Does anyone know what determines how far from the destination ATC gives expected approach? One time they gave me approach 100nm from the airport, another time it’s only 14nm, when I am almost on final.
100nm is a perfect distance so I have plenty of time to prepare but it only happened once. Usually it’s 15-20nm. It’s not a problem if ATC gives me clearance to the same approach that I have already configured in FMC but when they tell me to land on a opposite runway there is not much time to reconfigure everything.
It’s better to use your own flight plan EFB and begin your own descent based on the EFB’s calculated ToD. This way you have enough lead time to get to the approach IAF without scrambling.
You’ll get nagged to go back to ENR cruise until you’re within the “magic range” of the IAF - this is true if you decide to drop from cruise straight to the IAF or you take a STAR.
Once you’re within range of the IAF, ATC syncs again. That’s just the way it is.
Descend is not a problem, I am talking about lateral navigation.
I was landing at LSGG the other day and prepared my FMC to land on RW22. I was already after BIVLO when ATC told me to land on RW04. RW22 was an active runway according to ATIS but ATC cleared me to RW04 for some reason. If they told me this when I was 50nm from the airport I’d have enough time to make changes in my flight plan.
So, my question is why it gave me an expected approach 100nm from my destination when I was landing at YGLA, but it waited to the very last moment when I was landing at LSGG?

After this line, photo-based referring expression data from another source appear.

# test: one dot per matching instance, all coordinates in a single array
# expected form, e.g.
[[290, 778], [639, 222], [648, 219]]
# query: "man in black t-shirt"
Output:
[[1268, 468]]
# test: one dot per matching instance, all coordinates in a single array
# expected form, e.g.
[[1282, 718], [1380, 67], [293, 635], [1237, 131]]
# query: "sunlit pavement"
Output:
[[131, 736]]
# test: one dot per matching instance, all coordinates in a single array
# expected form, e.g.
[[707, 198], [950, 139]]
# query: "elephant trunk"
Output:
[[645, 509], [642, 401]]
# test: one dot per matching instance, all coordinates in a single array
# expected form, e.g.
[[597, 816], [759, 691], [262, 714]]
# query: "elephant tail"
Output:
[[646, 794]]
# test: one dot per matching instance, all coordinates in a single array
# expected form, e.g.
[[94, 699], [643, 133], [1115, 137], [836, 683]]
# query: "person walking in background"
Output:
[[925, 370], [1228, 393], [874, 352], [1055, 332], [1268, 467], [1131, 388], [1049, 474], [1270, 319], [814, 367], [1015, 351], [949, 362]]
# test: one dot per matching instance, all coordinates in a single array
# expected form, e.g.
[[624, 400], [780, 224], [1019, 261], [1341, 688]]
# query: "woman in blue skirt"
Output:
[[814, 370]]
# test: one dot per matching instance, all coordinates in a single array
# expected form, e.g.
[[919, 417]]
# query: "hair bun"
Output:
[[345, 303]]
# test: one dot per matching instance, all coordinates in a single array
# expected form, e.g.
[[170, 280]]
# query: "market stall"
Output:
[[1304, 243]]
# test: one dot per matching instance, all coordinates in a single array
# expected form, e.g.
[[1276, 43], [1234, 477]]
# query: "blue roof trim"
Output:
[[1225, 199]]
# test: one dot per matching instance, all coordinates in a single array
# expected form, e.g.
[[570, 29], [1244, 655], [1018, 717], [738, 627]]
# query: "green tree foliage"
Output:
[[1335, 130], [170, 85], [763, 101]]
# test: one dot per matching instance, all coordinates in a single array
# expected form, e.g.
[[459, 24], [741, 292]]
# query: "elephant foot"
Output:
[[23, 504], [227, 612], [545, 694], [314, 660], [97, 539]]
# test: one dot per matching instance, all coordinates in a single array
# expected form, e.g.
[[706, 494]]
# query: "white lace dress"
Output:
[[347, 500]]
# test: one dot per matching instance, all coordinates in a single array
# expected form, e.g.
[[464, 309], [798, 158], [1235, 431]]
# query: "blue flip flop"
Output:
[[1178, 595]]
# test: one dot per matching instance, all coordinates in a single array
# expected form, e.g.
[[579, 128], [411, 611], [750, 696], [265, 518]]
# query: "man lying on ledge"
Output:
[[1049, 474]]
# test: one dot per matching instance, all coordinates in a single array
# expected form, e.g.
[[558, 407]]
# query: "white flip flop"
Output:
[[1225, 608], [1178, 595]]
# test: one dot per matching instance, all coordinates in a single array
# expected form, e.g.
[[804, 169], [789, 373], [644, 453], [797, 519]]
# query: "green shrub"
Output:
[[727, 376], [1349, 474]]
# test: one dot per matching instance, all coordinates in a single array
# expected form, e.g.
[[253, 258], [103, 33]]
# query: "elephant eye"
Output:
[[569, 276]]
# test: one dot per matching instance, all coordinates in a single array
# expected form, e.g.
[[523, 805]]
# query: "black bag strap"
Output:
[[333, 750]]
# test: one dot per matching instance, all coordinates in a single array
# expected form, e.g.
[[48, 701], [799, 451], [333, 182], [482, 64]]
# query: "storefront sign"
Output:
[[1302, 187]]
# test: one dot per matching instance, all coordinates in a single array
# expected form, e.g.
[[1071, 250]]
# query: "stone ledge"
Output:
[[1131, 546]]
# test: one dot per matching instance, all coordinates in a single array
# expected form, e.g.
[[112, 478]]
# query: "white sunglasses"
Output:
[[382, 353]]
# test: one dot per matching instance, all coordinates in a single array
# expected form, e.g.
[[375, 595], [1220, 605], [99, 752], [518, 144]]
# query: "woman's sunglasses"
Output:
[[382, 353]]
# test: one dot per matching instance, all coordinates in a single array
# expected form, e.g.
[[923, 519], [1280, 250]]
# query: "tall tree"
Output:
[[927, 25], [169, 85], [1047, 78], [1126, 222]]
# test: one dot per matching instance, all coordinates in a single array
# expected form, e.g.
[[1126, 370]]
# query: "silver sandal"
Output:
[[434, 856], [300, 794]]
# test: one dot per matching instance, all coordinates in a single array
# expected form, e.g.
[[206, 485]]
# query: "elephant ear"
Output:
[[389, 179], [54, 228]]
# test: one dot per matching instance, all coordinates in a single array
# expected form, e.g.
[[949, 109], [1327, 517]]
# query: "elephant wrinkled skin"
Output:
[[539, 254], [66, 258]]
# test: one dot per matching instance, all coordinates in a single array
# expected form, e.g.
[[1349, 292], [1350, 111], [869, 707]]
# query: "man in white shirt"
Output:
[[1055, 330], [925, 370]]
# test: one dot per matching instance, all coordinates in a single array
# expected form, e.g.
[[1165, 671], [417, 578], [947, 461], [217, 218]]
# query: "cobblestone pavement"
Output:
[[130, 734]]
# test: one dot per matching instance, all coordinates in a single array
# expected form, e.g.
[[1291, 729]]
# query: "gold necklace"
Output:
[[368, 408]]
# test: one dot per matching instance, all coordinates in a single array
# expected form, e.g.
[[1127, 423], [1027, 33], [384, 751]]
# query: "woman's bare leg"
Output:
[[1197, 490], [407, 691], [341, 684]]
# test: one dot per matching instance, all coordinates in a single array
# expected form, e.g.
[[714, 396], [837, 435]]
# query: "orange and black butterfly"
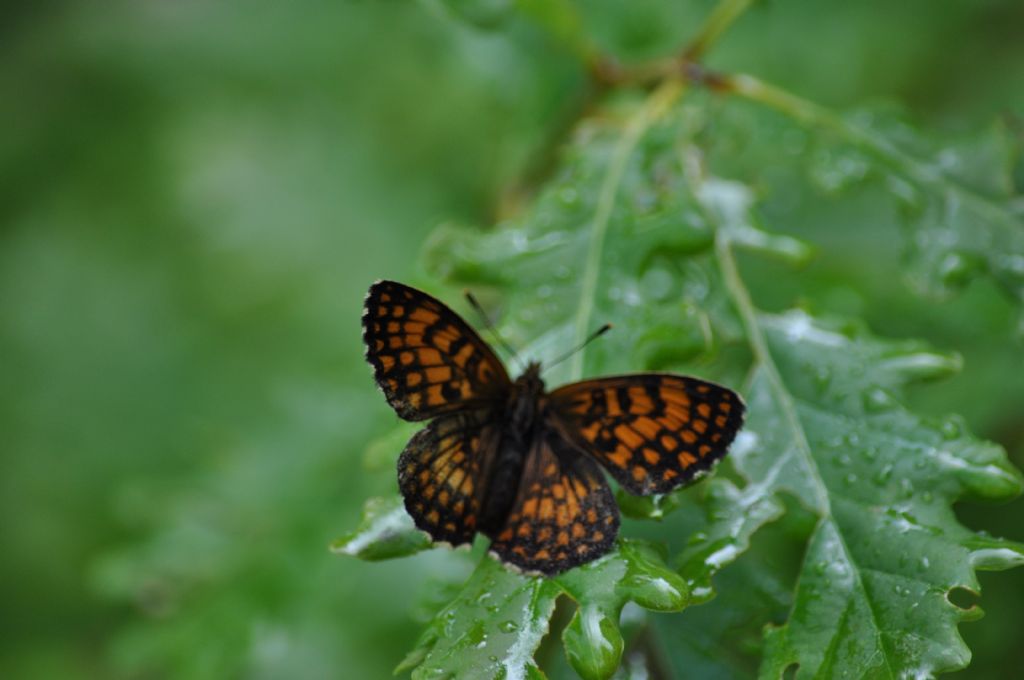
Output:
[[519, 464]]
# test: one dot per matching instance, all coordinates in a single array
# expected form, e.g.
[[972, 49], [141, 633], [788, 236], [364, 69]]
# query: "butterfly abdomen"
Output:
[[520, 422]]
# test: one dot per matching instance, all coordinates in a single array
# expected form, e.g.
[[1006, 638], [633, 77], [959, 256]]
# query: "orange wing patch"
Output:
[[564, 514], [438, 473], [426, 359], [651, 431]]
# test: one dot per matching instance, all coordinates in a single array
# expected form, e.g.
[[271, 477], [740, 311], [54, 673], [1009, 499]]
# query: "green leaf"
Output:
[[614, 237], [632, 230], [491, 629], [871, 596], [954, 198], [386, 532]]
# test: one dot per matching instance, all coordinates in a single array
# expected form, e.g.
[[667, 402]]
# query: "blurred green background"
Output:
[[194, 199]]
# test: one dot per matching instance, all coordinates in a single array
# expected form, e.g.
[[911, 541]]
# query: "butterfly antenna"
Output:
[[487, 325], [593, 336]]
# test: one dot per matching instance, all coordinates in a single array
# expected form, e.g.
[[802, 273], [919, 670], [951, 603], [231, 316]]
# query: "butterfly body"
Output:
[[519, 464]]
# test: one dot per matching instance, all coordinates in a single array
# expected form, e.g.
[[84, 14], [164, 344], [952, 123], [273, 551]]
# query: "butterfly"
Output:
[[521, 465]]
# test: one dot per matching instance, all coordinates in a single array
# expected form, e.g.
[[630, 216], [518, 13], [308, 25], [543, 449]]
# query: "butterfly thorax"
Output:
[[521, 419]]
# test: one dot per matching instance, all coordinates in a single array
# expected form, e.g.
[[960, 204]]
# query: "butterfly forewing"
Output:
[[426, 359], [564, 514], [651, 431], [439, 475]]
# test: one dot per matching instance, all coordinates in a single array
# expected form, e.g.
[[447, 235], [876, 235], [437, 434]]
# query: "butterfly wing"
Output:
[[426, 359], [651, 431], [439, 474], [563, 515]]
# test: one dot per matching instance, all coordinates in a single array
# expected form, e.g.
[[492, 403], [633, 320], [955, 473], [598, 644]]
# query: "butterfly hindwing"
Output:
[[439, 473], [564, 514], [651, 431], [426, 358]]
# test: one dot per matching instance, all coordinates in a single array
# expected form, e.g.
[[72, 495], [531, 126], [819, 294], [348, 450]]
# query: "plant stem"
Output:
[[653, 108], [724, 14], [741, 298]]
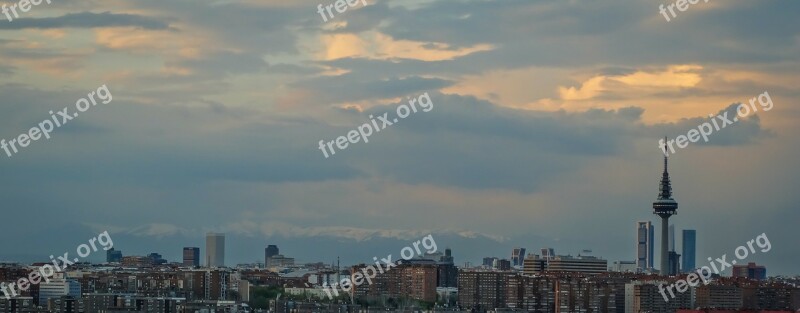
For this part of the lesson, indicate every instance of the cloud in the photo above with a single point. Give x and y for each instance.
(87, 20)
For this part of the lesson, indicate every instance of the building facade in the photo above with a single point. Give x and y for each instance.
(215, 250)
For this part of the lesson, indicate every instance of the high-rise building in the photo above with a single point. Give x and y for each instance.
(191, 256)
(215, 250)
(447, 257)
(58, 287)
(548, 253)
(688, 247)
(269, 252)
(672, 237)
(751, 270)
(644, 245)
(517, 256)
(113, 256)
(157, 258)
(665, 207)
(533, 265)
(674, 263)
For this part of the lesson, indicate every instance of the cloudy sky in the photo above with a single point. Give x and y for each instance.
(543, 132)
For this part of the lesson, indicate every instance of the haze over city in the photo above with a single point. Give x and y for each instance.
(543, 133)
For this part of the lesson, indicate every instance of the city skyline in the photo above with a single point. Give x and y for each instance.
(543, 131)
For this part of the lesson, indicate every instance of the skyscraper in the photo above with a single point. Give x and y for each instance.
(113, 256)
(517, 256)
(191, 256)
(644, 245)
(665, 207)
(672, 237)
(215, 250)
(689, 247)
(269, 252)
(548, 253)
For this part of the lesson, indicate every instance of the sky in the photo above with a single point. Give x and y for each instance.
(543, 131)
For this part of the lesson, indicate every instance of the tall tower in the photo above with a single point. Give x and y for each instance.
(269, 252)
(665, 207)
(215, 250)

I see here very important difference - 2 really different type of procedure. First as looks like with not any arrival procedure with precise/no precise approach and other that has defined arrival and set approach type (in this case ILS) already on GPS/FMC. Then I don’t expect any other generic step as you’ve reported. Other interesting thing for first type of approach is maybe terrain around destination airport what can maybe play some role here. Look, this isn’t simple like any game to describe why yes and why not, good understanding of all things is mandatory to have better look at this problematic, other case is how sim will fight with this situation you’ve prepared in planner
aaaaah you’ve posted next post meanwhile, will not now change my post due this, I leave it as answer to your first post. On other side, Brisbane and Reykjavik are really 2 different places where approach and arrival procedure possibilities need to be checked. Look at that, why simple visual approach is set?
So at time of arrival your ATIS still says rwy22 for arrival? If yes what weather type you have set? Other case the sim problem looks like. What about wind indications for sure at time of arrival? You know, weather and conditions are changing very often and your expectations and requirements to have correct informations soon has nothing to do with reality, if we can say like that.
May or may not be useful but i always use Navi graphs or little navmap enroute to keep checking on arrival weather and runway, i also never enter arrival or approaches into fmc until I’ve been told by ATC what they want me to do ( i do sometimes enter the expected ILS frequency) that said I’ve never had approach information that late i usually get it around 50-20 miles but I’m usually pretty much setup for that runway anyway as i have been monitoring. ATIS i usually avoid as it is almost always wrong
You can of course “force” ATC to use your prepared flight plan but to me that’s cheating!
I also used to leave setting up the arrival until late on into the flight and did occasionally get a last minute change. But recently I’ve been setting up from the start using the info Simbrief provides and up to now have always got what I expected - and no, I don’t have the forced ATC on.
It does add to the fun though when you’re given something unexpected…!
I do it for every flight but when wind is slower than 10kts ATC is unpredictable with active runway. It will give you a runway with tail wind if the weather is calm.
Well i would say atc becomes unpredictable at far less than 10 knots only really when it’s down to a few knots , and a tailwind at those speeds wouldn’t matter at all. Also little nav map usually reports all runways good for landing in these conditions so you are for warned
This happens IRL sometimes (there’s an A320 pilot in my family), with the Pilot Monitoring scrambling to get the Macdoo configured in time. Not often, granted, but it does happen.
If you’re really rushed, there’s nothing to stop you from using Active Pause, as you’re head-down anyway.